Le novità non riguardano solo la grande sala d'ingresso: tutto l'edificio ha subito e sta subendo un'importante ristrutturazione, che sarà completata nei primi mesi del 2020. Al termine, i piani saranno in totale 4 (due seminterrati, il piano terra e il primo piano con il ristorante), le sale 5 (Astra con 175 posti, Minerva e Saletta nel primo piano interrato, Ferroviario 100 posti e Eden 75 posti nel secondo piano interrato), per un totale di 2000 mq e 440 posti per gli spettatori. I cambiamenti riguardano anche l'esterno: ci sarà un ingresso per i pedoni, che potranno entrare al cinema godendo del nuovissimo giardino. Il prato arriverà fino alla recinzione parallela a via Asquini e terminerà a filo con l'edificio. Le macchine entreranno da un passo carraio (all'altezza di quella che una voltaera l'uscita per le auto) e il parcheggio si troverà quindi in fondo al giardino. 

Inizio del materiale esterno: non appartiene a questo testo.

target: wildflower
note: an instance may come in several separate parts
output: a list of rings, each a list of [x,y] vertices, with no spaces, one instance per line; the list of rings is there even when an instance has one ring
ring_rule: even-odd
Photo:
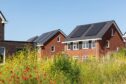
[[[22,76],[22,79],[23,79],[23,80],[28,80],[28,78],[27,78],[27,77],[25,77],[25,76]]]

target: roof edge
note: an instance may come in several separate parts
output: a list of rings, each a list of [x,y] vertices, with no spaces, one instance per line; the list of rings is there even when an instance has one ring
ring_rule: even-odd
[[[0,11],[0,17],[2,19],[2,23],[7,23],[6,18],[4,17],[3,13]]]

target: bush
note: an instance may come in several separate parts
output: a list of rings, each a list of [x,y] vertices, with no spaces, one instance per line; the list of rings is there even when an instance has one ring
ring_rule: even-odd
[[[64,54],[60,54],[53,59],[51,73],[56,75],[62,73],[70,82],[79,83],[80,68],[77,61],[74,61]]]

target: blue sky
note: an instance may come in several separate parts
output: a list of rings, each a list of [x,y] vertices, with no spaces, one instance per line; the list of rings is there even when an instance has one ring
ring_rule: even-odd
[[[115,20],[126,31],[126,0],[0,0],[8,23],[7,40],[27,40],[62,29],[69,34],[76,25]]]

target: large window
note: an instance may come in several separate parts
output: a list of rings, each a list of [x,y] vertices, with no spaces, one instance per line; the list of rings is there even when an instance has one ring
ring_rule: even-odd
[[[83,49],[88,49],[89,48],[89,41],[84,41],[82,44]]]
[[[95,48],[95,47],[96,47],[96,41],[92,41],[92,42],[91,42],[91,47],[92,47],[92,48]]]
[[[114,29],[111,29],[111,36],[114,36]]]
[[[109,48],[110,47],[110,43],[109,43],[109,41],[107,40],[106,41],[106,48]]]
[[[60,36],[57,37],[57,42],[60,42]]]
[[[67,50],[71,50],[71,43],[67,44]]]
[[[5,48],[0,47],[0,64],[5,63]]]
[[[51,52],[55,52],[55,46],[51,47]]]
[[[79,49],[79,43],[73,43],[73,50]]]

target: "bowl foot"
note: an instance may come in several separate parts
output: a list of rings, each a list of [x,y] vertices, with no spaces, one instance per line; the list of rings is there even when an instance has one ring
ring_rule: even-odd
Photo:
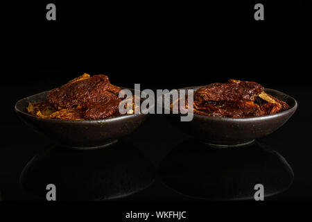
[[[216,147],[216,148],[232,148],[232,147],[239,147],[239,146],[247,146],[249,144],[252,144],[254,142],[254,139],[250,140],[250,141],[248,141],[244,143],[241,143],[241,144],[210,144],[206,142],[203,142],[203,143],[210,147]]]
[[[62,146],[67,147],[67,148],[75,149],[75,150],[94,150],[94,149],[97,149],[97,148],[110,146],[111,145],[116,143],[117,142],[118,142],[118,139],[116,139],[116,140],[113,140],[112,142],[110,142],[107,144],[103,144],[101,146],[91,146],[91,147],[78,147],[78,146],[67,146],[67,145],[62,145]]]

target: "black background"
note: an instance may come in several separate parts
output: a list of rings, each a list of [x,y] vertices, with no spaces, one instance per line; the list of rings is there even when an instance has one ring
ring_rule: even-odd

Sono stati cambiati anche tutti gli infissi, ricreati quelli originali del Midena, nel colore e nelle dimensioni: nella sala della biglietteria e ristoro, dunque, l'effetto sarà quello di uno spazio che si collega con l'esterno attraverso la luce che entra sbattendo sulle pareti nere del cinema. Anche il piccolo giardino d'ingresso, che porta alla Mediateca Quargnolo, ha cambiato volto. Tolte alcune piante e le pietruzze celesti e blu tra gli arbusti, rimangono alcuni ciottoli e del verde che richiama i giardini d'Oriente. E poi i dettagli del foyer, con un restiling interno curato insieme allo studio Marco Viola di Udine, con cui il Cec lavora sempre per il Far East Film Festival. 

Un vero cinema

«Non è mai il caso di inaugurare quando i lavori non sono finiti, per questo diciamo che questa è solo una prima tappa: restituiamo alla città una sala che è vera, molto vera. Mi piace immaginare che la gente entri e la scopra e rimanga un po' a bocca aperta, come secondo noi succedrà quando prima di entrare in sala entrerà nel nuovo foyer dove c'è questa installazione a 360° che ci porta in un'altra dimensione», ci racconta Thomas Bertacche del Cec. «Rispetto a quando è nato nel 2004, quando c'erano ancora i cinema a Udine, era qualcosa più portato verso le sperimentazioni, ora è proprio cinema».

La proiezione

L’apertura della sala non poteva che avvenire con una proiezione e un’ospite speciale: Benedetta Barzini, modella e icona degli anni ’60, che alle ore 20.00 presenterà il documentario di cui è protagonista, "La scomparsa di mia madre", presentato in prima mondiale al Sundance Film Festival.

Da mercoledì 18 dicembre in prima visione arriverà invece "Star Wars: l'ascesa di Skywalker", ultimo capitolo della saga creata da George Lucas nel lontano 1977 e diretto ancora una volta da J.J Abrams.